Rihanna (Annie) features prominently as Nine Ball, hacker extraordinaire and overall badass, much like the singer herself. Rounding out the cast are Sarah Paulson (The Post) as Tammy, Mindy Kaling (A Wrinkle in Time) as Amita, high-strung and anxious to get out from under her mother’s thumb, and Awkwafina as a sticky-fingered hipster. The esteemed Helena Bonham Carter (Alice Through the Looking Glass) appears as fashion designer Rose Weil, tasked with dressing Daphne for the ball and rigging the necklace. The audacious caper requires extraordinary skill and luck, and of course it’s all farfetched, but that’s not the point!

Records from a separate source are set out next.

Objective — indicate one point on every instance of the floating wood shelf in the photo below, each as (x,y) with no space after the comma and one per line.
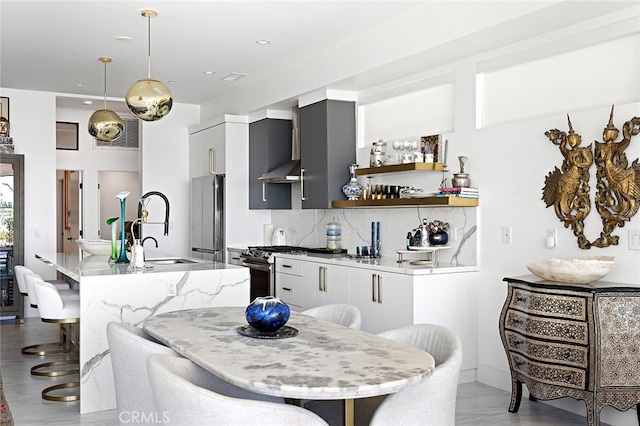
(407,167)
(450,201)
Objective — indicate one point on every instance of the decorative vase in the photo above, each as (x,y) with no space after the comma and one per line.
(352,189)
(438,238)
(114,240)
(122,196)
(461,179)
(267,314)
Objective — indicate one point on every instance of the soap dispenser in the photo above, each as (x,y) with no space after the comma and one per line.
(137,254)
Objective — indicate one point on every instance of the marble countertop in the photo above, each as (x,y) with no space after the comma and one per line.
(75,265)
(323,361)
(383,264)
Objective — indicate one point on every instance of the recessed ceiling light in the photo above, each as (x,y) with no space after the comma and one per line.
(233,76)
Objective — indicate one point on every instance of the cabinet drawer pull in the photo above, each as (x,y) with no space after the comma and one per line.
(322,278)
(373,288)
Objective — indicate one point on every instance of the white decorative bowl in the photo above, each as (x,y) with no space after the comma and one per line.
(95,246)
(573,271)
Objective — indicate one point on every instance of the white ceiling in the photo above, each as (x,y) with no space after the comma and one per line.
(54,45)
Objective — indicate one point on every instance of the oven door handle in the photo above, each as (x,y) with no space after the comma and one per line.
(265,268)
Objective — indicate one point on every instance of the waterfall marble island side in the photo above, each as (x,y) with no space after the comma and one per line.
(117,293)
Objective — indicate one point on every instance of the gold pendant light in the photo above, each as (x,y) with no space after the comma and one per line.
(149,99)
(105,125)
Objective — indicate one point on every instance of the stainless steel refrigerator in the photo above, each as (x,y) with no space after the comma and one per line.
(207,218)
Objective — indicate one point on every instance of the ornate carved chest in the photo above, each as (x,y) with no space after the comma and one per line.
(577,340)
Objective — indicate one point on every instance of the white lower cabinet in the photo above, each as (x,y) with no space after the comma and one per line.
(288,285)
(384,299)
(324,284)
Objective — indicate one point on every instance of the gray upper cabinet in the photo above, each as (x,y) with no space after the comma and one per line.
(269,147)
(327,148)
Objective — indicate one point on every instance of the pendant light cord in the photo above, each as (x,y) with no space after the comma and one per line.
(149,45)
(105,85)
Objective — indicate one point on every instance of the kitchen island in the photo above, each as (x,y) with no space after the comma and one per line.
(116,292)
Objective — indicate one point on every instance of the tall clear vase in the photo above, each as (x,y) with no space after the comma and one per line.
(123,237)
(114,241)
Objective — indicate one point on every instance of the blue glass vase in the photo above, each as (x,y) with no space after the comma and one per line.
(438,238)
(123,240)
(267,314)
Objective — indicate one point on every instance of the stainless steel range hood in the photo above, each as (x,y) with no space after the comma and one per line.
(288,172)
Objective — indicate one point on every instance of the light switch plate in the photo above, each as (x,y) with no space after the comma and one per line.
(634,239)
(506,235)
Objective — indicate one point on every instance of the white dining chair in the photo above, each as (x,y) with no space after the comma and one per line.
(347,315)
(129,348)
(180,388)
(431,402)
(26,284)
(53,308)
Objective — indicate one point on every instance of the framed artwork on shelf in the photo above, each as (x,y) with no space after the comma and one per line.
(66,135)
(4,107)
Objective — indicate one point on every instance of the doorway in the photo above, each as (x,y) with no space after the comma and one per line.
(69,207)
(109,184)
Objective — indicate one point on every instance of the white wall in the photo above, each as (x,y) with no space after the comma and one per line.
(91,161)
(165,168)
(33,129)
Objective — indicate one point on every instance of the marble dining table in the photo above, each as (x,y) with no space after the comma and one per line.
(323,361)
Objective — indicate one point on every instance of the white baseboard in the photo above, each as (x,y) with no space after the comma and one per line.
(502,380)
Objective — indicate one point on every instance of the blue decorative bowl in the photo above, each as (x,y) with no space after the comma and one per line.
(267,314)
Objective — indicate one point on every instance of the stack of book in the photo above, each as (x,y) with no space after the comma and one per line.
(458,191)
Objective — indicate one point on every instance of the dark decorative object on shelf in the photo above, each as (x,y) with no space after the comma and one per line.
(267,314)
(438,238)
(353,189)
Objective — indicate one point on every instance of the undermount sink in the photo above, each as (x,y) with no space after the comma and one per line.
(169,260)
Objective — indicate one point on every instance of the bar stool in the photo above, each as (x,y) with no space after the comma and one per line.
(55,309)
(26,288)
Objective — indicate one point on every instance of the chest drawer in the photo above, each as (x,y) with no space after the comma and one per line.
(547,328)
(289,266)
(545,351)
(556,305)
(559,375)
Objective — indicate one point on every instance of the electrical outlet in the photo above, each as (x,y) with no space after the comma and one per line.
(172,287)
(506,235)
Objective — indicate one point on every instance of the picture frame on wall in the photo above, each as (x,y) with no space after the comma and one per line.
(4,108)
(66,135)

Ross lacks the finesse of the aforementioned Soderbergh, so the film wasn’t as slick and polished as the other “Ocean’s” movies. Nevertheless, there were tonal similarities, and the cast’s chemistry and camaraderie made the movie as fun to watch as it probably was to film. The movie’s flaws weren’t significant, as I expect some suspension of disbelief and understand that any retread inherently lacks originality. Ross allowed the cast to shine, even if their considerable talents may not have been particularly tested by the material here. Rihanna was surprisingly effective, and Paulson and Hathaway were particularly endearing. This was perfect summer fare.